In the case of my TV, the family-owned business where I bought it have a financial company set up for those (such as myself) who can't afford to pay for a TV outright.
Since the job of retired from GM management stacks up better than freelance writer/online journalist, my mom and I both have our names on my TV even though I make the monthly payments.
If Nadya had a husband--even one who was out-of-work--there wouldn't have been this hostility towards her and all of those lies and half-truths spread about her.
I know a woman who had over 30 kids and was never married--back when this was very uncommon.

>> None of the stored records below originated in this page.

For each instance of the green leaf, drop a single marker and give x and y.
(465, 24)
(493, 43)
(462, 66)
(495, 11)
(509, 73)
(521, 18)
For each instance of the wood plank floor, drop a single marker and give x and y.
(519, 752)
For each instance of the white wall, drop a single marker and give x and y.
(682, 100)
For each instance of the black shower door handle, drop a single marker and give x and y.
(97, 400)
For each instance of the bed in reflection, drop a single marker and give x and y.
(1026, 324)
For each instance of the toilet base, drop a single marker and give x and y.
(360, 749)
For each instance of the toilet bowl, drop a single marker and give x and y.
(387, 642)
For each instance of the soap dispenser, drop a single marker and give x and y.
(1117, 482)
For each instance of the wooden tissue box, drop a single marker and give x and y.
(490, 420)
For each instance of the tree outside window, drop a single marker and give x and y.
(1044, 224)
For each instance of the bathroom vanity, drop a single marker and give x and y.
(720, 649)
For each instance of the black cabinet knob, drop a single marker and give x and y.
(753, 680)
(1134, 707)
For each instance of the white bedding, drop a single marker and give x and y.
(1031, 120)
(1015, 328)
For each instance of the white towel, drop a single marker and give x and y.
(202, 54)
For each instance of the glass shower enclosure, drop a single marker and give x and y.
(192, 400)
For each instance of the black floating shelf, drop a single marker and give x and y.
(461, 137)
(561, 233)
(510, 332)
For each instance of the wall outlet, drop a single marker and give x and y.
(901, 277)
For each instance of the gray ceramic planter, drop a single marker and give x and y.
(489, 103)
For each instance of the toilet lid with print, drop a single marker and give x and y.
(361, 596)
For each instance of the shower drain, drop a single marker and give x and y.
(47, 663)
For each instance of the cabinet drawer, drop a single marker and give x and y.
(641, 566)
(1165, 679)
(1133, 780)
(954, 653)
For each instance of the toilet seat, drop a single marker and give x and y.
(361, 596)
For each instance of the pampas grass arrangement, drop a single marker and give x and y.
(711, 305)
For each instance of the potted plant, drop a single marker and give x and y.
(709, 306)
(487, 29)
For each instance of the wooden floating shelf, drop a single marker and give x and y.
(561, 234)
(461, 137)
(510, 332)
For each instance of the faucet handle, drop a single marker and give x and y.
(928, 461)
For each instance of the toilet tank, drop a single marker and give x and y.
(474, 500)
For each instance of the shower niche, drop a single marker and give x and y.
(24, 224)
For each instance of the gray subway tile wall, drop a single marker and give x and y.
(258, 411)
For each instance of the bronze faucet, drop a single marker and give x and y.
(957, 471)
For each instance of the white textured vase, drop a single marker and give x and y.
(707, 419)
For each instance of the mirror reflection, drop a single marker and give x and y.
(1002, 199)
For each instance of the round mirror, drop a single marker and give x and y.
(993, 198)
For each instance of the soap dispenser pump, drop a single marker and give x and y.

She was my high school English teacher, Lois Simmermon, who was also a minister at a Friends church. Of course, these were all foster kids--some of whom she ended up actually adopting. I'm not sure just what was the most number of kids she had living with her at one time. Anyway, she managed well and was still taking in kids when she was close to retirement age.
She did all this while also dealing with being crippled.
Nadya fired a poor match when it came to nannies, and she has hired ones whom she really trusts, likes, and gets along with.